While The Home Deport stores still offer customers convenience, Carestia says the second phase of the company’s supply chain transformation entails building that same level of service customers expect when their goods are delivered to their home or job site.

“And we’re well on our way with that transformation,” he says “We do more deliveries direct to home and job site than any other home improvement retailer in Canada.”

As the No. 1 appliance retailer in the country, many of The Home Depot’s deliveries are what the industry refers to as “white glove,” and Carestia says they want to make those experiences seamless for customers.

“It’s not just dropping it off,” says Carestia. “We come in your house, we put it in place, we take the old unit back and then we install, which a lot of companies don’t do. Our service extends well beyond delivering to the front door.”

For online orders The Home Depot has two direct fulfillment facilities that receive shipments from both vendors and the SFCs before going to a last-mile agent. Special order products are also delivered from a SFC to the store to be picked up by the customer, explains Carestia.

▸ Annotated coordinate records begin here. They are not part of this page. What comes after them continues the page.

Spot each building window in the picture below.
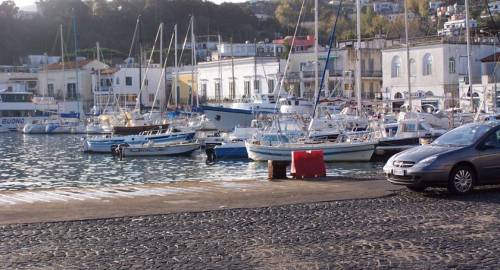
[201,83,207,98]
[229,80,236,99]
[126,95,137,102]
[410,58,417,77]
[391,56,401,78]
[267,80,274,94]
[243,81,250,98]
[253,79,260,94]
[215,82,221,100]
[368,58,375,72]
[66,83,77,100]
[448,57,456,74]
[422,53,432,76]
[47,83,54,97]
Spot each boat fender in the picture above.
[205,146,217,164]
[111,144,119,156]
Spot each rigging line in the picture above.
[154,28,174,119]
[273,0,306,111]
[179,16,193,66]
[165,25,175,107]
[128,15,140,58]
[135,23,161,111]
[485,0,500,41]
[311,0,342,119]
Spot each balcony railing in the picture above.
[361,70,382,77]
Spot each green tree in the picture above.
[0,0,19,18]
[274,0,302,33]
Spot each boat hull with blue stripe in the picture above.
[245,141,376,162]
[83,132,195,153]
[214,141,248,159]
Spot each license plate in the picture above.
[392,169,406,176]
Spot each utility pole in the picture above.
[465,0,475,112]
[404,0,413,112]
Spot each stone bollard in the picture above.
[267,160,290,180]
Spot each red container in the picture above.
[291,150,326,178]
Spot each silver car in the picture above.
[384,121,500,194]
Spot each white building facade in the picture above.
[197,57,284,102]
[382,42,493,111]
[37,60,108,113]
[92,64,171,111]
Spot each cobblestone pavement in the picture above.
[0,189,500,269]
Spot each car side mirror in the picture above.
[479,141,496,150]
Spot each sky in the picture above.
[14,0,246,7]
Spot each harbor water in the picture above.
[0,132,383,190]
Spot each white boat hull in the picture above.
[121,143,200,157]
[203,106,254,132]
[83,132,195,153]
[245,141,375,162]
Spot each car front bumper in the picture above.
[384,167,449,187]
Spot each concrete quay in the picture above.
[0,180,500,269]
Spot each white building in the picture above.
[92,64,172,111]
[212,42,285,60]
[438,19,477,36]
[38,60,108,112]
[198,57,284,101]
[373,2,401,14]
[0,66,38,93]
[460,52,500,113]
[488,1,500,13]
[382,40,493,110]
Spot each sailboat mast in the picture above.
[73,10,80,118]
[231,37,236,100]
[215,34,222,101]
[94,42,101,112]
[191,16,197,107]
[159,23,168,111]
[137,15,142,113]
[355,0,362,115]
[59,24,66,106]
[404,0,413,112]
[314,0,321,99]
[465,0,474,112]
[174,24,179,108]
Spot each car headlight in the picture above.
[416,155,438,167]
[383,154,397,173]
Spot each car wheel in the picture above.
[406,186,427,192]
[448,166,476,194]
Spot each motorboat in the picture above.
[83,128,195,153]
[0,125,9,133]
[245,140,376,162]
[114,141,200,157]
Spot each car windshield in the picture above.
[432,124,491,146]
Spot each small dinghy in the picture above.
[113,141,200,158]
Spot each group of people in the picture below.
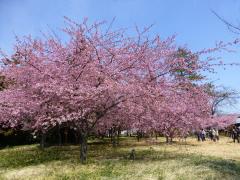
[196,126,240,143]
[197,128,219,142]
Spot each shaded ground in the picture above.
[0,138,240,180]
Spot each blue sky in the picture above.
[0,0,240,112]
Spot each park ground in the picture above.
[0,137,240,180]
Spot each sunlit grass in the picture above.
[0,138,240,180]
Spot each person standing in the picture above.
[215,129,219,141]
[201,129,206,141]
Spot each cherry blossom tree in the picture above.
[0,18,232,163]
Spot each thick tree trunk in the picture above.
[166,136,169,143]
[80,133,88,164]
[40,133,46,149]
[58,125,62,146]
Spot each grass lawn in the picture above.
[0,137,240,180]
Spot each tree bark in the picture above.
[40,133,46,149]
[80,132,88,164]
[58,125,62,146]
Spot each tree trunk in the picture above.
[166,136,169,143]
[80,132,88,164]
[40,133,46,149]
[58,125,62,146]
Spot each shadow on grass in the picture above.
[0,142,240,179]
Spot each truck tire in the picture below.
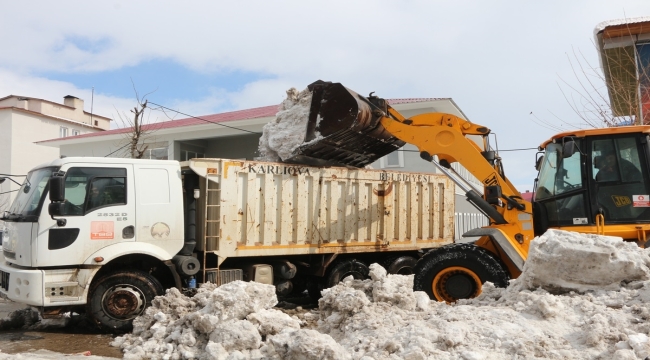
[413,244,510,302]
[325,259,370,288]
[86,270,164,333]
[382,255,418,275]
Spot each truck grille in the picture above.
[0,270,9,291]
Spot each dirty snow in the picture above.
[104,230,650,360]
[256,88,319,161]
[0,230,650,360]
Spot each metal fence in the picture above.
[454,213,489,240]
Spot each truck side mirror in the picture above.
[562,140,578,159]
[535,155,544,171]
[50,176,65,202]
[47,202,67,226]
[47,202,65,216]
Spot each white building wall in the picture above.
[0,102,109,211]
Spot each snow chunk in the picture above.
[268,329,352,360]
[255,88,320,162]
[515,230,650,292]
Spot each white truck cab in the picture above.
[0,157,184,328]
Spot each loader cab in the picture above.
[533,127,650,234]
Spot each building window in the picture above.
[379,150,404,168]
[181,150,205,161]
[144,147,169,160]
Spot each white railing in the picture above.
[454,213,489,240]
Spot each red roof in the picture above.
[39,98,445,143]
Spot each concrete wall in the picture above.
[205,134,260,160]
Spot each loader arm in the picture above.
[381,111,534,275]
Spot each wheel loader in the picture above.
[286,80,650,302]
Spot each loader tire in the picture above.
[382,255,418,275]
[413,244,510,303]
[325,259,370,288]
[86,270,164,333]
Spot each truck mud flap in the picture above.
[463,228,525,271]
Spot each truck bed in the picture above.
[184,159,454,262]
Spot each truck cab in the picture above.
[0,157,184,327]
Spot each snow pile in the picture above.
[516,230,650,292]
[111,281,347,359]
[113,231,650,360]
[256,88,319,161]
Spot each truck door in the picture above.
[589,133,650,224]
[134,165,184,257]
[535,139,593,228]
[36,164,135,266]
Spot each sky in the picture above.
[0,0,650,191]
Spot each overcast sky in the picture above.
[0,0,650,191]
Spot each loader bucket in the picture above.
[284,80,404,167]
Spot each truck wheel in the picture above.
[413,244,510,302]
[86,270,164,332]
[325,259,370,288]
[382,255,418,275]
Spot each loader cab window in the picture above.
[63,168,127,215]
[535,139,587,227]
[590,134,650,223]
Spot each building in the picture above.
[594,16,650,124]
[39,98,487,237]
[0,95,111,211]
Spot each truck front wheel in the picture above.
[86,270,164,332]
[413,244,509,302]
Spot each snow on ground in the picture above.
[256,88,318,161]
[112,230,650,360]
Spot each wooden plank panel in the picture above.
[369,183,384,242]
[342,181,359,243]
[357,182,372,241]
[262,174,278,245]
[420,182,432,239]
[407,181,422,241]
[395,181,408,241]
[293,176,311,244]
[244,174,264,246]
[381,182,397,242]
[327,180,345,242]
[277,176,296,245]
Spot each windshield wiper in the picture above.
[3,213,25,221]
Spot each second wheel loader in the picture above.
[288,81,650,302]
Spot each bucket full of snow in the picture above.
[283,80,404,167]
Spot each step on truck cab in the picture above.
[0,157,454,331]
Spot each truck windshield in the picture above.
[5,168,56,221]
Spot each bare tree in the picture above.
[560,22,650,128]
[112,81,160,159]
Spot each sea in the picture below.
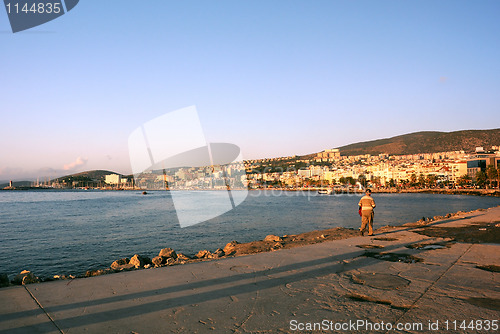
[0,190,500,279]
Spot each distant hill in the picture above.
[0,181,33,189]
[338,129,500,155]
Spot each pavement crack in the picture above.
[24,285,64,334]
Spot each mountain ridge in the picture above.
[337,129,500,155]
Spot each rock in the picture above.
[113,263,135,271]
[12,270,40,285]
[85,269,111,278]
[129,254,151,268]
[195,249,211,259]
[207,248,224,259]
[158,248,177,259]
[223,240,239,256]
[0,274,10,288]
[151,256,165,267]
[177,253,191,261]
[264,234,283,242]
[111,258,130,270]
[271,242,283,249]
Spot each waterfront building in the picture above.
[104,174,121,184]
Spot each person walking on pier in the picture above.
[358,189,375,236]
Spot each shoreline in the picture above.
[0,187,500,197]
[4,205,500,288]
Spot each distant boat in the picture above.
[318,188,333,195]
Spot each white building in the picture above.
[104,174,122,184]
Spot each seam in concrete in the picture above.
[384,244,473,334]
[23,285,64,334]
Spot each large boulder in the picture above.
[0,274,10,288]
[177,253,191,262]
[151,256,165,267]
[12,270,40,285]
[111,258,135,270]
[195,249,211,259]
[264,234,283,242]
[207,248,224,259]
[129,254,151,268]
[158,248,177,259]
[223,240,239,255]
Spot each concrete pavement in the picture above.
[0,207,500,334]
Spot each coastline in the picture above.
[0,187,500,197]
[0,206,500,333]
[4,205,500,287]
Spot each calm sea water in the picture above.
[0,190,500,277]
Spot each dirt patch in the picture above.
[362,252,423,263]
[352,273,410,290]
[406,241,455,250]
[346,294,410,311]
[356,244,384,249]
[465,297,500,311]
[476,264,500,273]
[227,227,359,256]
[373,237,399,241]
[415,222,500,244]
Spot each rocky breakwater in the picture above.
[0,227,358,287]
[4,209,492,287]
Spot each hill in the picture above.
[338,129,500,155]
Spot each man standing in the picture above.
[358,189,375,236]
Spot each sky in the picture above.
[0,0,500,180]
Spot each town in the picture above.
[13,146,500,191]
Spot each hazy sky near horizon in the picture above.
[0,0,500,180]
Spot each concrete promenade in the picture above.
[0,207,500,334]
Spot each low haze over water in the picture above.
[0,190,500,277]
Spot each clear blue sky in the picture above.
[0,0,500,180]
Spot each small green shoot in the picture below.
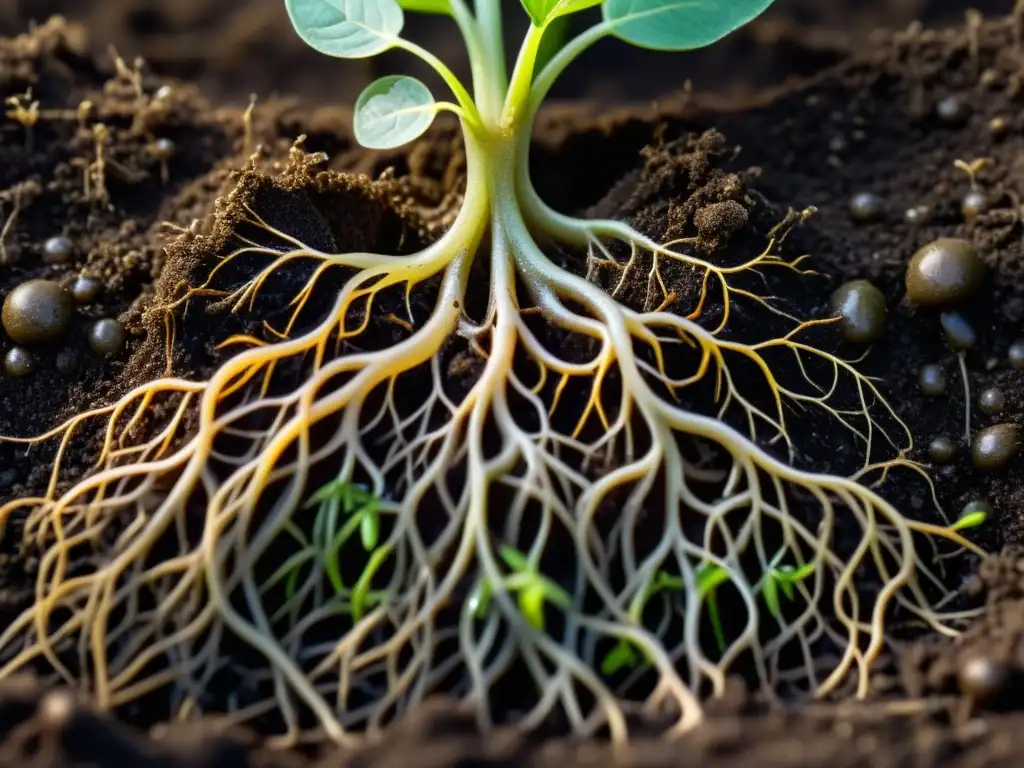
[697,563,729,651]
[949,504,989,531]
[761,562,814,618]
[601,563,729,675]
[485,546,572,632]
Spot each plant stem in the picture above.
[451,0,505,121]
[475,0,509,110]
[501,26,544,136]
[396,39,482,124]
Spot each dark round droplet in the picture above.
[850,193,884,223]
[971,424,1021,471]
[1007,339,1024,371]
[89,318,128,357]
[939,312,978,350]
[935,96,971,125]
[3,347,36,379]
[71,274,103,304]
[903,205,932,226]
[43,234,75,264]
[978,387,1007,416]
[928,435,956,464]
[906,238,985,306]
[831,280,887,344]
[956,656,1017,703]
[961,189,988,221]
[2,280,75,344]
[54,349,79,377]
[918,362,946,397]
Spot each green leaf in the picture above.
[352,547,391,622]
[603,0,774,51]
[468,580,493,618]
[949,509,988,530]
[519,584,547,632]
[353,75,437,150]
[285,0,404,58]
[519,0,604,27]
[359,506,381,552]
[398,0,452,14]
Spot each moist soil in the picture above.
[0,0,1024,767]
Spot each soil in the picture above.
[0,0,1024,768]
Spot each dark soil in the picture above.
[0,0,1024,767]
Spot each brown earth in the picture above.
[0,0,1024,766]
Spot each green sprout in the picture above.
[0,0,995,745]
[761,555,815,618]
[263,479,390,621]
[286,0,773,151]
[601,563,729,675]
[468,545,572,632]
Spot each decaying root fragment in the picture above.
[0,129,973,743]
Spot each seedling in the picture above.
[0,0,980,743]
[263,480,390,621]
[6,88,39,153]
[469,546,572,632]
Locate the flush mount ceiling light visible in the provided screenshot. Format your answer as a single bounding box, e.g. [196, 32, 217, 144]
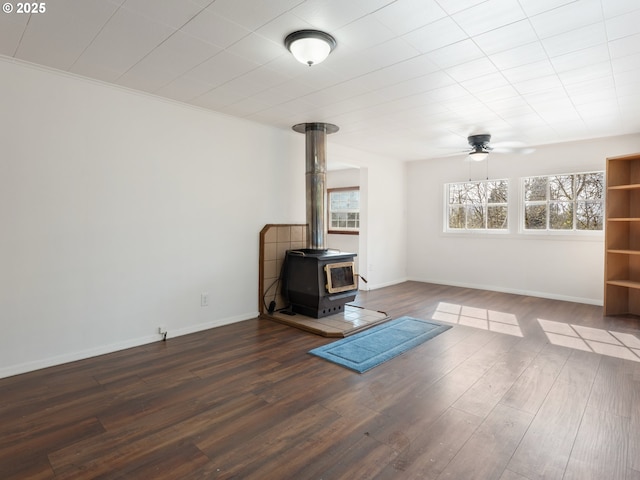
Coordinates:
[284, 30, 337, 66]
[467, 134, 492, 162]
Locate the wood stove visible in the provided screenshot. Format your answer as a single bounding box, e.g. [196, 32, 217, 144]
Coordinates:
[282, 122, 358, 318]
[283, 248, 358, 318]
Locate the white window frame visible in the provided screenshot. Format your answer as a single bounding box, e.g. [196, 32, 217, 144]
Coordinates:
[327, 187, 361, 235]
[519, 170, 606, 235]
[443, 178, 511, 234]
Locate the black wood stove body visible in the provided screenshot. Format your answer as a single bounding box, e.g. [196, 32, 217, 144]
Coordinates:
[283, 249, 358, 318]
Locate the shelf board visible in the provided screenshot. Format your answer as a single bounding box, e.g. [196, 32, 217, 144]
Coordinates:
[607, 280, 640, 290]
[607, 248, 640, 255]
[607, 183, 640, 190]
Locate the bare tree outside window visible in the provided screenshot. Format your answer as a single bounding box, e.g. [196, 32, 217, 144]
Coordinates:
[447, 180, 509, 230]
[523, 172, 604, 231]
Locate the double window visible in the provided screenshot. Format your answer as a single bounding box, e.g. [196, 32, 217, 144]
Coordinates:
[447, 180, 509, 231]
[445, 172, 605, 232]
[522, 172, 604, 231]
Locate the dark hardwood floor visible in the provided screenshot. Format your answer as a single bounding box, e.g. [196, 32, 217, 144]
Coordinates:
[0, 282, 640, 480]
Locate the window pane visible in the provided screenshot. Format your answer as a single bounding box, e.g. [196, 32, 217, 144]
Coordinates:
[576, 202, 602, 230]
[465, 182, 487, 204]
[576, 172, 604, 200]
[549, 202, 573, 230]
[487, 180, 508, 203]
[449, 206, 464, 228]
[524, 177, 547, 202]
[524, 205, 547, 230]
[467, 205, 485, 229]
[487, 206, 507, 229]
[449, 183, 466, 203]
[549, 175, 573, 200]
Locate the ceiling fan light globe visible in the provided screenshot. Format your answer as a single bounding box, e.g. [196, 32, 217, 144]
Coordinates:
[469, 151, 489, 162]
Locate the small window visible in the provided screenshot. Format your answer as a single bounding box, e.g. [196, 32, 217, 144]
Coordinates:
[447, 180, 509, 231]
[522, 172, 604, 232]
[327, 187, 360, 235]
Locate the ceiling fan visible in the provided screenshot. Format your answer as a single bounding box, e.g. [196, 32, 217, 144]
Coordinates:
[466, 133, 535, 162]
[467, 133, 493, 162]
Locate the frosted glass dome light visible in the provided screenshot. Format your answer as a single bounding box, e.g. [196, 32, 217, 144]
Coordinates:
[284, 30, 336, 66]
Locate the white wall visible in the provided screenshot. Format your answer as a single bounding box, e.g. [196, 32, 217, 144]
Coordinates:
[327, 145, 407, 289]
[407, 135, 640, 305]
[327, 168, 360, 266]
[0, 59, 305, 377]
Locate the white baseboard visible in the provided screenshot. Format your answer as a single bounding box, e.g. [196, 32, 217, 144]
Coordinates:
[360, 278, 409, 292]
[0, 311, 259, 378]
[408, 278, 603, 306]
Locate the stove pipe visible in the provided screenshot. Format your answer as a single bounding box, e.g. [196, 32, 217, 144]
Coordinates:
[292, 122, 338, 250]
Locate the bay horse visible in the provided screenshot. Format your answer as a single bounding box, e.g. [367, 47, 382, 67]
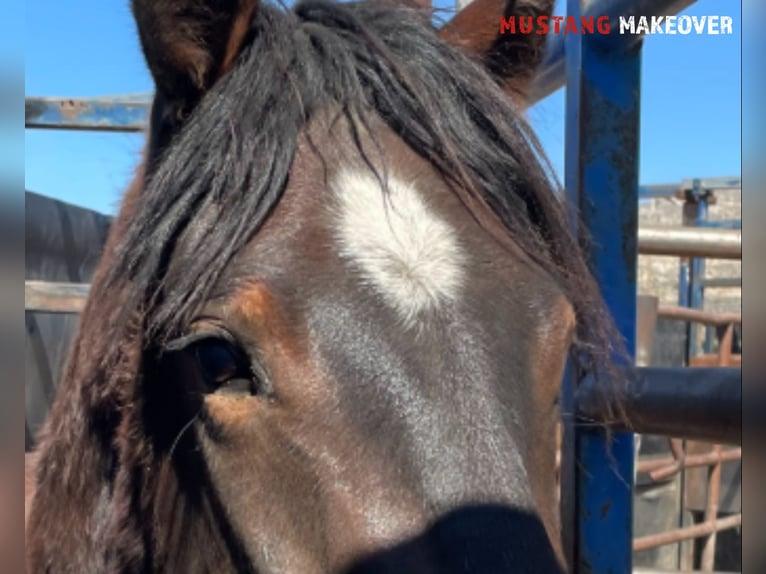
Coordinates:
[27, 0, 624, 574]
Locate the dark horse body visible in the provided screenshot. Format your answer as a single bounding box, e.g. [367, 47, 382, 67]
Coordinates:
[27, 0, 610, 574]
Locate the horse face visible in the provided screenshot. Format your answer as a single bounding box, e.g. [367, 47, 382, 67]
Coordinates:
[29, 0, 600, 574]
[154, 112, 573, 572]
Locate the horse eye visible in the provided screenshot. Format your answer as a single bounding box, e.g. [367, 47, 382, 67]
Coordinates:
[194, 339, 253, 391]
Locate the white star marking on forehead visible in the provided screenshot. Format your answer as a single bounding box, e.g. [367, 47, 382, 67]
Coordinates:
[332, 170, 465, 325]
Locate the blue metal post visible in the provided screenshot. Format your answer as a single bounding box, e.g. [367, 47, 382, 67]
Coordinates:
[565, 0, 641, 574]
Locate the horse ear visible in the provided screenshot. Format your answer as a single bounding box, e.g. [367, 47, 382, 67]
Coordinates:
[439, 0, 554, 101]
[131, 0, 258, 114]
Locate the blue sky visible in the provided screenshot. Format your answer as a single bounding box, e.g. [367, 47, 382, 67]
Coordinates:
[24, 0, 741, 213]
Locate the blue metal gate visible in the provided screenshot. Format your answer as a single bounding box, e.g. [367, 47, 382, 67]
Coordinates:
[26, 0, 741, 574]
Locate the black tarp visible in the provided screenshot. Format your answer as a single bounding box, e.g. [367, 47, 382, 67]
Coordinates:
[24, 191, 112, 450]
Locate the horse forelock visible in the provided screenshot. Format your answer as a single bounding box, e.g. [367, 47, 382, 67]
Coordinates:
[27, 0, 624, 570]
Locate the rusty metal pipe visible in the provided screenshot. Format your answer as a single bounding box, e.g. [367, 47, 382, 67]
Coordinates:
[633, 513, 742, 552]
[636, 448, 742, 480]
[577, 367, 742, 445]
[638, 226, 742, 259]
[657, 305, 742, 327]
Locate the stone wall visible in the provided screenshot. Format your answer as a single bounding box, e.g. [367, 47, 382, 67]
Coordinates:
[638, 189, 742, 313]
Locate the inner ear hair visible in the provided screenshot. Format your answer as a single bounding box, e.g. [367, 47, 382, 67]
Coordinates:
[131, 0, 258, 113]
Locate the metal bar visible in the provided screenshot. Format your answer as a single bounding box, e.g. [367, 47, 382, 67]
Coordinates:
[530, 0, 696, 105]
[700, 219, 742, 229]
[638, 226, 742, 259]
[633, 567, 742, 574]
[638, 448, 742, 480]
[657, 305, 742, 327]
[564, 0, 640, 574]
[700, 444, 721, 572]
[577, 367, 742, 445]
[25, 95, 151, 132]
[633, 567, 742, 574]
[633, 513, 742, 552]
[689, 354, 742, 367]
[704, 277, 742, 289]
[24, 281, 90, 313]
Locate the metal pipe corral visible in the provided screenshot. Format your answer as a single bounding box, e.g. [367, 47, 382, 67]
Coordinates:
[577, 367, 742, 444]
[638, 226, 742, 259]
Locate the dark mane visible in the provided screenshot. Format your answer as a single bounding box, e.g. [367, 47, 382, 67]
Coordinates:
[109, 0, 614, 390]
[33, 0, 632, 571]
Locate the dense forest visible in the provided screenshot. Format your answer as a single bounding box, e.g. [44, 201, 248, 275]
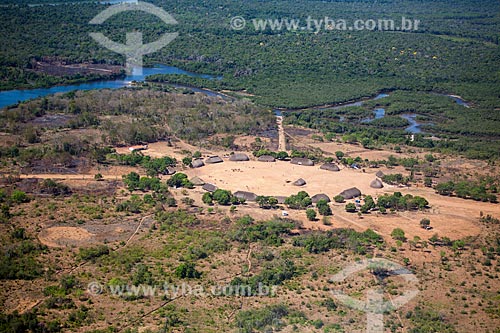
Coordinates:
[0, 0, 500, 108]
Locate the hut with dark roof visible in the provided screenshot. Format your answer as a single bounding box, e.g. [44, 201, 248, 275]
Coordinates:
[229, 153, 250, 162]
[163, 168, 175, 176]
[311, 193, 331, 203]
[190, 176, 205, 186]
[273, 195, 287, 204]
[293, 178, 307, 186]
[233, 191, 257, 201]
[257, 155, 276, 162]
[370, 178, 384, 188]
[340, 187, 361, 199]
[202, 183, 217, 192]
[320, 163, 340, 171]
[191, 158, 205, 168]
[290, 157, 314, 166]
[205, 156, 224, 164]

“Eventually, we will have the opportunity to flow product either from our SFCs directly to the customer or continue to use direct fulfillment centres or cross-stock hubs across the country to get it on that last-mile truck.”

Their vision is to create an adaptable network, so that customers will be able to get products wherever and whenever they want, and for most items that means same day or next day delivery.

“We need to be flexible and we need to evolve as customer demands change so that we’re relevant and we’re best in class.”